白昼夢中遊行症

葦舟ナツ『ひきこもりの弟だった』を読む

f:id:bounoplagia:20190225050050j:image

たまには背伸びしないで気楽に読める本でも、と思い手に取ったのがこの本だった。

この本の帯には、「この本を読んで何も感じなかったとしたら、それはある意味で、とても幸せなことだと思う」といったことが書かれていた。

ぼくはどうだったか。何か感じたかといわれれば、たぶん何か感じるものはあったのだと思う。

たとえば、ぼくも「ひきこもりの弟」だったので、そういうところで思うところがなかったわけでもない。もっとも、この本で書かれていたほどひどいひきこもりでもなかったし、親に関しても、この本で出てきたものと比べようもないほどに良い親に恵まれている。なので基本的に自己嫌悪がぼくの悪感情の大部分を占めている。ゆえに、子どもをもちたくないという思いが同じであっても、ぼくがそう思うのは自分自身が幸せでないからというのが大きいだろう。

そういう点を鑑みれば、ぼくはひきこもりである兄・弘樹に対して感情移入するところもあった。「みんな死ね」とまではいかないが、人生の無意味に打ちひしがれている点では、ぼくと似たところがあるように思う。自己卑下と正当化の入り混じった兄からの手紙の部分などは、個人的に好きな場面であった。

ほかによかったところといえば、中学時代、「貞子」と呼ばれる女子生徒に向けられた「僕」の嫌悪感が示された場面が良いと思った。

(……)何より僕を不快にさせるのは、傍から見ていてもわかるその陶酔感だった。
 彼女は恋をしていた。
 そしてその恋の対象は祐介ではなく、彼を介してどこまでも彼女自身なのだ。

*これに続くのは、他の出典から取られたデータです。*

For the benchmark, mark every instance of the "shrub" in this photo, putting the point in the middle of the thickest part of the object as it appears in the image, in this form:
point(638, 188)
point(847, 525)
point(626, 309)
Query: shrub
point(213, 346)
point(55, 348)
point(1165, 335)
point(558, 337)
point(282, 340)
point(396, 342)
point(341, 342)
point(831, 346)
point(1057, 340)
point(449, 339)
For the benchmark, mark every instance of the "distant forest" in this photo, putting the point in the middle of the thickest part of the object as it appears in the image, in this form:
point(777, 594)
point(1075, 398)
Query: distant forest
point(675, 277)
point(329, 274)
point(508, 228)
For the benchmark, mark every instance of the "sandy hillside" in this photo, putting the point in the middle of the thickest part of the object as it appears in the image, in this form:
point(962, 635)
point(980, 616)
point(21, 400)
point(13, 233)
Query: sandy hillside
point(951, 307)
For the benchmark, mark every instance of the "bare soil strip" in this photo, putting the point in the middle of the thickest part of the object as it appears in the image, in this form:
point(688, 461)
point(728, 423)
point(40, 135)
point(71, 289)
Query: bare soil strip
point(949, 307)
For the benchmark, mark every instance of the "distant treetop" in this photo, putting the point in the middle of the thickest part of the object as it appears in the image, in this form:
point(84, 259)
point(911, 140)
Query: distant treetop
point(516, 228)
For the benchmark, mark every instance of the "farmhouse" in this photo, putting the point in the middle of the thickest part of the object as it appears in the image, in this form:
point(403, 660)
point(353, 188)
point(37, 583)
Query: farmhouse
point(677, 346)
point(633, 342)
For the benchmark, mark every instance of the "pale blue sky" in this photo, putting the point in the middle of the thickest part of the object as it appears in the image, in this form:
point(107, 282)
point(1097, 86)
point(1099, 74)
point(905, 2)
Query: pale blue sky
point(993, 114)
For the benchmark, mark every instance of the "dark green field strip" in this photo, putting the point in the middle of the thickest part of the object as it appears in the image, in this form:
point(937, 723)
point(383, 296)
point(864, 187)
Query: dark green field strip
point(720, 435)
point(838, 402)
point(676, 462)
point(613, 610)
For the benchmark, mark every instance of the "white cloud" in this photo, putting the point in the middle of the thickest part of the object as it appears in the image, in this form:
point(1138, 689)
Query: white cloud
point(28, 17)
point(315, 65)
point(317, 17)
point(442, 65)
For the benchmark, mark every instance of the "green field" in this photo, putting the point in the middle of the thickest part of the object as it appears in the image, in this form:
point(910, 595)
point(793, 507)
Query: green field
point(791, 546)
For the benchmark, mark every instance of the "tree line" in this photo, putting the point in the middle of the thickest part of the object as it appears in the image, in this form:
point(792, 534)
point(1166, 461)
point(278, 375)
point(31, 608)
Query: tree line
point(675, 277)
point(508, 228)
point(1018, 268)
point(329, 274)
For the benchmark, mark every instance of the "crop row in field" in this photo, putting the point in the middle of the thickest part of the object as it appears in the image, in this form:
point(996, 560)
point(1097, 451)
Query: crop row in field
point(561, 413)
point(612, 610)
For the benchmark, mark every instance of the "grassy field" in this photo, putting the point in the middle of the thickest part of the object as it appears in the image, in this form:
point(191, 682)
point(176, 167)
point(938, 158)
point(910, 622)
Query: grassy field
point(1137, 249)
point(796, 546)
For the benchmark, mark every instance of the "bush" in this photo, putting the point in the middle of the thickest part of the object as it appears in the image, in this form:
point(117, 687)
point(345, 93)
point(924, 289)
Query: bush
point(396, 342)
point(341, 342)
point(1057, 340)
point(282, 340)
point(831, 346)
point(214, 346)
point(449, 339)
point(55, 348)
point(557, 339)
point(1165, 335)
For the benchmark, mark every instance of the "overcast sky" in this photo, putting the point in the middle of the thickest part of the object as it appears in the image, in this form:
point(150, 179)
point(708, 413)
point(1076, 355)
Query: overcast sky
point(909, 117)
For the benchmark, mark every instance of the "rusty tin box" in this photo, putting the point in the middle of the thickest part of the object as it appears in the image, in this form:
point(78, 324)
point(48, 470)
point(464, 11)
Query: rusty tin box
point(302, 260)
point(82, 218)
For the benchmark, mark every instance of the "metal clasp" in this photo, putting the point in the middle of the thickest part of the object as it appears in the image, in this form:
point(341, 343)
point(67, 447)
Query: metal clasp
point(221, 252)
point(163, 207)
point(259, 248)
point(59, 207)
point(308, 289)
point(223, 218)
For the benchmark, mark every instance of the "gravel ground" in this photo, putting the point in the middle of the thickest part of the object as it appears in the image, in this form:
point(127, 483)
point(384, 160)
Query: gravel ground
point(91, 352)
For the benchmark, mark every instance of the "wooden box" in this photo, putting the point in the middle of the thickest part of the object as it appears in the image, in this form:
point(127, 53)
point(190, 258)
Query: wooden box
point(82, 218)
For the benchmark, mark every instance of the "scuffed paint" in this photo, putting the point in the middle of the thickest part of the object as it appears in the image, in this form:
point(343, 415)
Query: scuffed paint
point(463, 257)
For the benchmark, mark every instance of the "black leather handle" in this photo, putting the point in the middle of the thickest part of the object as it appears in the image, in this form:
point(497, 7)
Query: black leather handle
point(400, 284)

彼女は想い想われる幸福、拒絶し拒絶される悲劇、そういうヒロイズムの海に自ら飛び込み、そこに浸って一人で興奮しているように見えた。

ナルシシズムとしての恋、というのがここでは示されている。「貞子」は「祐介」それ自身を愛しているのではなく、「祐介」を愛する自分を愛しているという。これはぼくもたびたび考えることがある。なにかを好きになるということを突き詰めていくと、その多くが自分自身への愛に還元できるといったふうに。その考えがあったおかげで、ぼくはいまだに何かを素直に好きになったことがない。なにかを好きになるとき、ぼくは自分を好きになるためにこれを好きになろうとしているのだ、といった屈折した感情をいだいている。

あとは、こういう所も目に留まった。

兄は知ってはいないだろう。彼自身が大きな力をもち、日々その力を発揮していることを。その力が如何に強力かを。手も触れずに、何もしないことで却って僕を狂わせることができることを。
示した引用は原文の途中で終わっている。